Even if you opened the coffee beans, but they were otherwise kept in a vacuum-sealed bag or container, the beans will survive up to two years if they stay frozen.
Click the link to read more about freezing coffee, and why you shouldn’t store them in the fridge.
Store Coffee Beans in an Airtight Container
Coffee has four enemies and they’re light, heat, moisture, and oxygen. You want to go out of your way to ensure your coffee beans aren’t exposed to any of those elements.
You’ll notice that when you buy quality coffee beans, they are stored in an airtight bag hopefully with a one-way valve. These valves allow CO2 to escape without letting oxygen in.
To keep your coffee beans free of light and air, store them in an airtight container after opening.
Prevent heat and moisture exposure by keeping your coffee beans in a cool (or room temperature), dry location.
Buy Smaller Batches of Beans
Are you guilty of buying those big bags of coffee beans because they just look so tempting at the store?
Tempting they are, but unless you’re working for a coffee shop or you have a huge household of coffee lovers, then you don’t need quite so many coffee beans. The quantity is far too much for one person to roast and drink by themselves.

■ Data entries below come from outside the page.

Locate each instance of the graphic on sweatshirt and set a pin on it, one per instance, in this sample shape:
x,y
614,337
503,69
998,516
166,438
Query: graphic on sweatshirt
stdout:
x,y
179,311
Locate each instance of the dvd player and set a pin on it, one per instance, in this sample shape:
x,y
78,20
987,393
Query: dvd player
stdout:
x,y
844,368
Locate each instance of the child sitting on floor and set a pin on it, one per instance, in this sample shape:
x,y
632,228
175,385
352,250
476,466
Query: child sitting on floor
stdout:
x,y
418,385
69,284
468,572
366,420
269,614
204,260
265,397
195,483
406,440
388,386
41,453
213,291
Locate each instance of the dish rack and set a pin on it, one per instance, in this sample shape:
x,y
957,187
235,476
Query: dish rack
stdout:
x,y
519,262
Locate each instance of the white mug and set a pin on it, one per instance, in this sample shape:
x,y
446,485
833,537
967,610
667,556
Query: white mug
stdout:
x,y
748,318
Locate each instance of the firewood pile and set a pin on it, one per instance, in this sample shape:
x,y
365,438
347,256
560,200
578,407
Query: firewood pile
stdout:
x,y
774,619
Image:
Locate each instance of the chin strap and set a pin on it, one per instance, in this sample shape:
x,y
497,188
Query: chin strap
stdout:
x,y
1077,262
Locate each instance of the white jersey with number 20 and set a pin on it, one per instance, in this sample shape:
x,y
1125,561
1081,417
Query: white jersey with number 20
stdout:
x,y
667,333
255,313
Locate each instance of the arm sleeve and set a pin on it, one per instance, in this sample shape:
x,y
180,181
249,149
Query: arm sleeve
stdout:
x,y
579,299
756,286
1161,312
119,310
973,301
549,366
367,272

Buy your coffee beans in very small batches instead. You’ll save money this way, and, even better, your coffee will always taste fresh.
Grind Only What You Need
Using a burr grinder to only grind the coffee beans you will use will limit their staleness. The oxidation process is faster in ground coffee than in pre-ground coffee. This is because there is more surface area in ground coffee.
You have lots of methods for ascertaining whether your coffee beans have gone bad, and all come in handy at various points. Freezing your coffee beans is one way to make them stay fresher longer, as is buying in smaller batches and storing coffee properly.